During World War II, Needham participated in research as a member of the chemical defence group led by Professor Malcolm Dixon for the Ministry of Supply, focussing on the effects of chemical weapons (especially mustard gas) on skin and bone-marrow metabolism.

In 1944, her husband was appointed scientific counsellor at the British embassy in Chungking (Chongqing), China, and Needham accompanied him to China where she was appointed associate director of the Sino-British co-operation office that he established there. They returned to Cambridge in 1945, where she continued research in protein and enzyme biochemistry, and she was awarded the degree of Doctor of Science. In 1948, she was elected as a Fellow of the Royal Society (FRS), making the Needhams the Royal Society's first married couple.

In 1962, she concluded her four decades of research in muscle biochemistry with a study of the proteins of smooth muscle in the uterus.

Her major work: Machina Carnis: The Biochemistry of Muscular Contraction in its Historical Development which traces all the developments in the field since 1600, was published in 1971 and reissued in paperback in 2009.

She was an honorary fellow of Girton College, a co-founder and fellow of Lucy Cavendish College, and an honorary fellow of Caius College, where she was the first (and for a long time the only) woman fellow.

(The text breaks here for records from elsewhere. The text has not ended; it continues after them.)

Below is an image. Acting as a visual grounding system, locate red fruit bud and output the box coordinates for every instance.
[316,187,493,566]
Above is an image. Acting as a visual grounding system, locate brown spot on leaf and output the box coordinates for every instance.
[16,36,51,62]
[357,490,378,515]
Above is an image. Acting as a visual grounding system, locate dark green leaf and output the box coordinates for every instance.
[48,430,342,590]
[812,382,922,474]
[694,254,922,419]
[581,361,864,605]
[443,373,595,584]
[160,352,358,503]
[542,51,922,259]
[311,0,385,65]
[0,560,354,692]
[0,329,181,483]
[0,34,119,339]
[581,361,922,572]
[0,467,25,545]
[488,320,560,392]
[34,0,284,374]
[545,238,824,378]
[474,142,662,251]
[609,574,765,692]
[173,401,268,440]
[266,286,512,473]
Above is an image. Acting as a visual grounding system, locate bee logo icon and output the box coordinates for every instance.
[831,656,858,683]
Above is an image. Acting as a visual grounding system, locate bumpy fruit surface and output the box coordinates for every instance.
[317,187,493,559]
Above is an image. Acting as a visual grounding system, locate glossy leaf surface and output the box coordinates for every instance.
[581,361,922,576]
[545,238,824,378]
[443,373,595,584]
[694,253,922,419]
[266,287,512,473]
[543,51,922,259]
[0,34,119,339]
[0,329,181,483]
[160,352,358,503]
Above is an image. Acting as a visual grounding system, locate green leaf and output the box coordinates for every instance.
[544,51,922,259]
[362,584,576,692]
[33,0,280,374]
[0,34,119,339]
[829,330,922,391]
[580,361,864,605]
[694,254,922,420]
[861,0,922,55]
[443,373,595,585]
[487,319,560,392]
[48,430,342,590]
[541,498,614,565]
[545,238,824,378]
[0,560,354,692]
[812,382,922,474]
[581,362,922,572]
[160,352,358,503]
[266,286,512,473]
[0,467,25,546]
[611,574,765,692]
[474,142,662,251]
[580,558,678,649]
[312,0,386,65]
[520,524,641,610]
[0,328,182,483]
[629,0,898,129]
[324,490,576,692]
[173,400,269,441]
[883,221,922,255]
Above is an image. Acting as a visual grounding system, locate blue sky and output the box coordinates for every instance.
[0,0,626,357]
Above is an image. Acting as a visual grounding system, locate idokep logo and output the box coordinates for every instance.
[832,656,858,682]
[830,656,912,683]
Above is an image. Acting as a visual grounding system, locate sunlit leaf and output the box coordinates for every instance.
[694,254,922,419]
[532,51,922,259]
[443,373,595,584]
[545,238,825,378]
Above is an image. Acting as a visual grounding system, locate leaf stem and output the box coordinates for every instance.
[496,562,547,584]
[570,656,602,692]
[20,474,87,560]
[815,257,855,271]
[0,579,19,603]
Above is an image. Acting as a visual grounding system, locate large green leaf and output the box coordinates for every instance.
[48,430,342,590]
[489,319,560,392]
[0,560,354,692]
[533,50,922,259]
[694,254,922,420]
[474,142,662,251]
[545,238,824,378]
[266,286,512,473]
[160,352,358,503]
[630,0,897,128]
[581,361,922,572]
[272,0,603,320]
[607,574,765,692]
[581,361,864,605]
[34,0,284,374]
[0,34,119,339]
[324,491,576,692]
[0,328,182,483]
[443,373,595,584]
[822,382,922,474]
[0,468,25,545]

==Personal life and political activities ==
On 13 September 1924 Moyle married fellow biochemist (Noel) Joseph Terence Montgomery Needham. The couple had no children.

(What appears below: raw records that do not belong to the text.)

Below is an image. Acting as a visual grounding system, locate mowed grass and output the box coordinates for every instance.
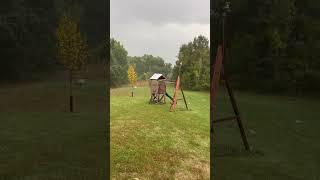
[214,92,320,180]
[0,82,108,180]
[110,86,210,179]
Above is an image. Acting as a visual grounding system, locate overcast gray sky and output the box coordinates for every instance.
[110,0,210,64]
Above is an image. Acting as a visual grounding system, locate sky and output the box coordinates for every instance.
[110,0,210,64]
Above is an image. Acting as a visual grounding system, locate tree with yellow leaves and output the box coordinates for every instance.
[128,65,137,97]
[55,14,88,112]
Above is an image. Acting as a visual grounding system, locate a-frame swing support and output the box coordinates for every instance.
[211,46,250,151]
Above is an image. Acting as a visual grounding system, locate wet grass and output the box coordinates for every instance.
[0,82,107,179]
[214,90,320,180]
[110,86,210,179]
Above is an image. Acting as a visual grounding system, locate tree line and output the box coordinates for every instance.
[110,38,172,87]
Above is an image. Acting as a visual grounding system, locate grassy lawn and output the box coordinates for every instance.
[0,82,107,180]
[214,90,320,180]
[110,83,210,179]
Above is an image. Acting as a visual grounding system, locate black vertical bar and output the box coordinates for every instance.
[180,87,189,110]
[69,95,73,112]
[210,0,219,179]
[102,1,111,179]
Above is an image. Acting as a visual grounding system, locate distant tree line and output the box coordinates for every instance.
[172,35,210,90]
[110,38,172,87]
[0,0,107,81]
[212,0,320,94]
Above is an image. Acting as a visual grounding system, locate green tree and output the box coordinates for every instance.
[110,39,128,87]
[173,35,210,90]
[56,15,88,112]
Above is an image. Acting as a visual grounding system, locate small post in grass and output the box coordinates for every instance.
[128,65,137,97]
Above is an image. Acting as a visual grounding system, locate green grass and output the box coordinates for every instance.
[110,87,210,179]
[0,82,107,180]
[214,90,320,180]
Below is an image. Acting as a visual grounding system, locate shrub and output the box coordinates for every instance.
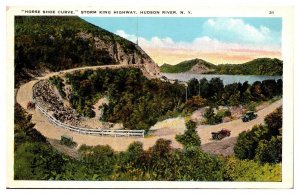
[176,121,201,148]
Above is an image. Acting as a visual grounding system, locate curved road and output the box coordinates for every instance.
[16,65,282,151]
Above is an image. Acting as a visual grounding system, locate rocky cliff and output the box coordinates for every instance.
[15,16,160,84]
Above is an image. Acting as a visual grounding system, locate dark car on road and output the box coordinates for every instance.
[241,111,257,122]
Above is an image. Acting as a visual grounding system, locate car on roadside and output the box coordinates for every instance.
[211,128,231,140]
[241,111,257,122]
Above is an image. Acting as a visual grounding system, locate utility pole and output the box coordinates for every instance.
[198,79,200,96]
[136,15,139,46]
[185,84,188,102]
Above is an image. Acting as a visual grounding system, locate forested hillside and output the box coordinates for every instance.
[160,58,283,76]
[213,58,283,76]
[15,16,159,84]
[14,105,281,182]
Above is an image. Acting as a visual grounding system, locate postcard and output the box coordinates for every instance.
[7,6,294,189]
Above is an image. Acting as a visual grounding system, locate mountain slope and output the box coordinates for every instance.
[214,58,283,76]
[15,16,159,84]
[160,58,216,74]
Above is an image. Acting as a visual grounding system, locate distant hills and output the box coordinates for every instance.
[15,16,160,84]
[160,58,283,76]
[160,58,216,74]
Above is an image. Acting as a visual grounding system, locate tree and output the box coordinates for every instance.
[255,136,282,164]
[234,125,268,159]
[265,107,282,135]
[176,121,201,148]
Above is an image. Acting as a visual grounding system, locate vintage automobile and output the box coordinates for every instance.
[211,128,230,140]
[241,111,257,122]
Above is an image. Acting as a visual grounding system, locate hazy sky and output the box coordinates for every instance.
[83,17,282,65]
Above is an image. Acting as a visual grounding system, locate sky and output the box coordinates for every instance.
[83,17,282,65]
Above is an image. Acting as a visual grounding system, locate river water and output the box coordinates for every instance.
[162,73,282,85]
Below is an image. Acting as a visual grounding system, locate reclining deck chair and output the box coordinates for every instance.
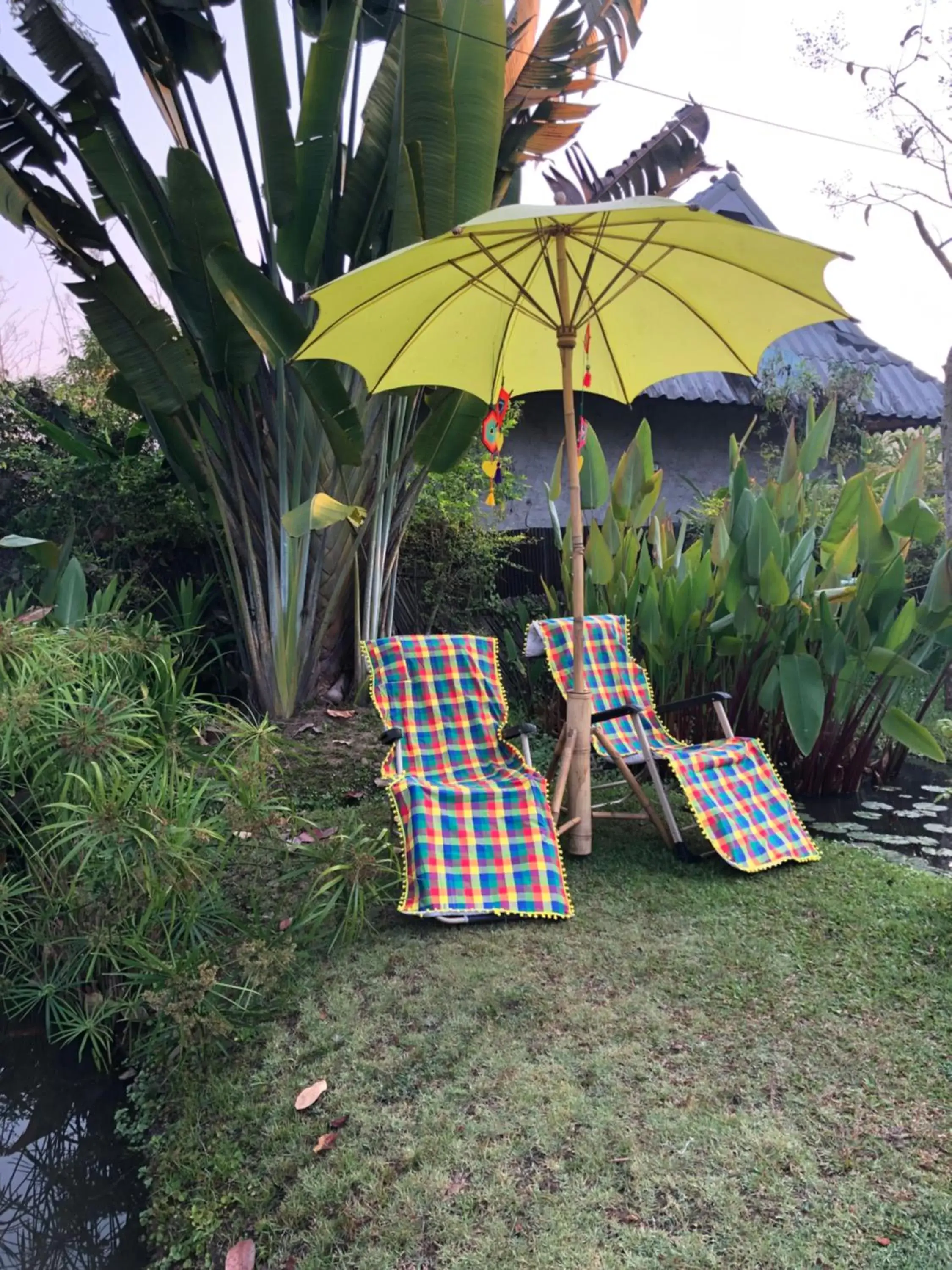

The Needhams were a socially and politically active couple who shared many causes—for example, both sat on the Cambridge Trade Council as representatives of the Association of Scientific Workers. Dorothy stood as a Labour Party candidate for Cambridge City Council. She supported numerous organisations, including Amnesty International; Animals' Vigilantes; Anti-Nuclear Campaign; Cambridge Welfare and Preservation Societies; Cambridge University's Newcomers Club; El Salvador Committee for Human Rights; Friends of the Earth; Medical and Scientific Aid for Vietnam, Laos and Kampuchea; Medical and Scientific Committee for Soviet Jewry; and the Movement for the Ordination of Women. She also helped to found two new colleges at Cambridge University for research women who had no college appointments: New Hall in 1946, and Lucy Cavendish College in 1962.